Tegelijkertijd stopt Lyubimov niet met het spelen van muziek die hem de afgelopen jaren na aan het hart lag. Gehechtheid aan de verre oudheid, hij verandert niet en zal niet veranderen. Zo lanceerde hij in 1986 de concertreeks Gouden Eeuw van het klavecimbel, die voor meerdere jaren gepland stond. Als onderdeel van deze cyclus voerde hij de Suite in D minor van L. Marchand, de suite "Celebrations of the great and ancient Menestrand" van F. Couperin uit, evenals een aantal andere toneelstukken van deze auteur. Van ongetwijfeld belang voor het publiek was het programma "Gallant festiviteiten in Versailles", waar Lyubimov instrumentale miniaturen van F. Dandrieu, LK Daken, JB de Boismortier, J. Dufly en andere Franse componisten opnam. We moeten ook Lyubimovs lopende gezamenlijke optredens met T. Grindenko (vioolcomposities van A. Corelli, FM Veracini, JJ Mondonville), O. Khudyakov (suites voor fluit en digitale bas van A. Dornell en M. de la Barra) noemen; men kan niet anders dan zich eindelijk de muzikale avonden herinneren die aan FE Bach waren gewijd …

De essentie van de zaak zit echter niet in het bedrag dat in de archieven is gevonden en in het openbaar is afgespeeld. Het belangrijkste is dat Lyubimov zich vandaag, zoals voorheen, toont als een bekwame en deskundige "restaurateur" van de muzikale oudheid, die deze vakkundig in zijn oorspronkelijke vorm terugbrengt - de gracieuze schoonheid van zijn vormen, de dapperheid van geluidsdecoratie, de speciale subtiliteit en delicatesse van muzikale statements.

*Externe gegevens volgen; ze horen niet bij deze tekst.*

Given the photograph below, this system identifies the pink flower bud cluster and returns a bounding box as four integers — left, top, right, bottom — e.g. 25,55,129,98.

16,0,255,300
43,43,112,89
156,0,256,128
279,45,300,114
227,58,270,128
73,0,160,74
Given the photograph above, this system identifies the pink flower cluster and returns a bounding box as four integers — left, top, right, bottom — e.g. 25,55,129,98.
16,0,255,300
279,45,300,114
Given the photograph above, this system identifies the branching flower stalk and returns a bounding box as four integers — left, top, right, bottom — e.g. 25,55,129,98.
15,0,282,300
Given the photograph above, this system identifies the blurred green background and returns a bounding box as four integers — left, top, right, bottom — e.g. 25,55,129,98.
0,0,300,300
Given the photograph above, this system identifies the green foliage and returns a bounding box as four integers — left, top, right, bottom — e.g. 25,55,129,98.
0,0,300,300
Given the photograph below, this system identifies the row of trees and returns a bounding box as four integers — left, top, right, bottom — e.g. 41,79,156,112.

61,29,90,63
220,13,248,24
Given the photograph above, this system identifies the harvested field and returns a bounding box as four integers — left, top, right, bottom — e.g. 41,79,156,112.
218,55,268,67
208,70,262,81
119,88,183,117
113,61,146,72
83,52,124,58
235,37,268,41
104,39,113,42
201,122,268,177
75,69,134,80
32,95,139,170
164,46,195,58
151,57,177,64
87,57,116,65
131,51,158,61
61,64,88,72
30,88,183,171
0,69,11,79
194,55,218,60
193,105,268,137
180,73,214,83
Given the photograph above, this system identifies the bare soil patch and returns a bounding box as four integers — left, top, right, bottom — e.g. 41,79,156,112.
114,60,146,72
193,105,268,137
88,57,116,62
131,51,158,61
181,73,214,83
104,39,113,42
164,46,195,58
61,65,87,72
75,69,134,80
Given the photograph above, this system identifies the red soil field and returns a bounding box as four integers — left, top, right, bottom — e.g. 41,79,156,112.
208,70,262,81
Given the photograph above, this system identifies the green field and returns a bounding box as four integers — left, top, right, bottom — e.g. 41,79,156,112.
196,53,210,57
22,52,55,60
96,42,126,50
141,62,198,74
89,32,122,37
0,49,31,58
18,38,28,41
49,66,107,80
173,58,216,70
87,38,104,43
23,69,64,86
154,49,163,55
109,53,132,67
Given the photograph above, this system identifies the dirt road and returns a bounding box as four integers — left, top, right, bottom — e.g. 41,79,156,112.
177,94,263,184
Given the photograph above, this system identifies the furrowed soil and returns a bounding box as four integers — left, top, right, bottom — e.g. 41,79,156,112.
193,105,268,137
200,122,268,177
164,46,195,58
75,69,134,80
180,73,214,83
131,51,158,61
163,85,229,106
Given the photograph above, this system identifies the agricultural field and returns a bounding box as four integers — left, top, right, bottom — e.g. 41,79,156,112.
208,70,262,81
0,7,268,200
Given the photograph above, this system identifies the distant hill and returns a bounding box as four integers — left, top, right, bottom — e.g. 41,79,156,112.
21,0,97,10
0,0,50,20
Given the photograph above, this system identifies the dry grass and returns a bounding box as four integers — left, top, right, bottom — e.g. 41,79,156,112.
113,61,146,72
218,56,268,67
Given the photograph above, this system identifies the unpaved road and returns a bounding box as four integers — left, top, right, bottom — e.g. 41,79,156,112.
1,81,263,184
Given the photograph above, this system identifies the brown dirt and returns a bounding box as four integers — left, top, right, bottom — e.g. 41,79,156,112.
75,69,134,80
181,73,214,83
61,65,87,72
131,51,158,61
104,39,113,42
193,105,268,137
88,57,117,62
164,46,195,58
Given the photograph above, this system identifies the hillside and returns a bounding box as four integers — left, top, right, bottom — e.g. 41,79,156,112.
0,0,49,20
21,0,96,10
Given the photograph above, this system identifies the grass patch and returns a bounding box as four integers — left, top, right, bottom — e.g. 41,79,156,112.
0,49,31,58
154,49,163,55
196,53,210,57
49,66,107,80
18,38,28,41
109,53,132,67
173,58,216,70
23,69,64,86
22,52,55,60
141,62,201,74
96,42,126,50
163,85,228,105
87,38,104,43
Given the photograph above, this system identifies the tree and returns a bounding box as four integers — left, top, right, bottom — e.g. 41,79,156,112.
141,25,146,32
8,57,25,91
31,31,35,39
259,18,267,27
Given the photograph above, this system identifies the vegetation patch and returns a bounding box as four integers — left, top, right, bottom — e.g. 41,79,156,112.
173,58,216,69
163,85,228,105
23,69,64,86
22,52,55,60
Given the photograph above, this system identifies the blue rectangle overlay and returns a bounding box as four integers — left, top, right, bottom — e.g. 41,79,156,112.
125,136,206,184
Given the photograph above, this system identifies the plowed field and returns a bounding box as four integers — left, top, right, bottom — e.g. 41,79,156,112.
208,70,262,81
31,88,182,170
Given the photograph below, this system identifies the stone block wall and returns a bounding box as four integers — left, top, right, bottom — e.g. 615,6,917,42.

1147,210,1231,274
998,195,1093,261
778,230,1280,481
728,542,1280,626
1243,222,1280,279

… In de afgelopen jaren heeft Lyubimov verschillende interessante reizen naar het buitenland gemaakt. Ik moet zeggen dat hij eerder, vóór hen, al geruime tijd (ongeveer 6 jaar) helemaal niet buiten het land reisde. En alleen omdat hij, vanuit het standpunt van enkele functionarissen die eind jaren zeventig en begin jaren tachtig de muziekcultuur leidden, "niet die" werken uitvoerde die hadden moeten worden uitgevoerd. Zijn voorliefde voor hedendaagse componisten, voor de zogenaamde “avant-garde” – Schnittke, Gubaidulina, Sylvestrov, Cage, en anderen – sympathiseerde op zijn zachtst gezegd niet met “aan de top”. Gedwongen huiselijkheid maakte Lyubimov aanvankelijk van streek. En wie van de concertartiesten zou niet boos zijn in zijn plaats? De gevoelens verdwenen later echter. “Ik besefte dat er enkele positieve aspecten aan deze situatie zitten. Ik kon me volledig concentreren op het werk, op het leren van nieuwe dingen, omdat verre en langdurige afwezigheden van huis me niet afleidden. En inderdaad, in de jaren dat ik een artiest met een "reisbeperking" was, heb ik veel nieuwe programma's geleerd. Er is dus geen kwaad zonder goed.

Nu, zoals ze zeiden, heeft Lyubimov zijn normale toerleven hervat. Onlangs speelde hij samen met het orkest onder leiding van L. Isakadze het concert van Mozart in Finland, gaf hij verschillende solo-clavirabends in de DDR, Nederland, België, Oostenrijk, enz.

Zoals elke echte, grote meester heeft Lyubimov het te bezitten. openbaar. Dit zijn voor een groot deel jonge mensen - het publiek is rusteloos, hebzuchtig naar een verandering van indrukken en verschillende artistieke innovaties. Verdien sympathie dergelijk publiek, een aantal jaren genieten van zijn constante aandacht is geen gemakkelijke taak. Lyubimov was in staat om het te doen. Is er nog behoefte aan bevestiging dat zijn kunst echt iets belangrijks en noodzakelijks voor mensen in zich draagt?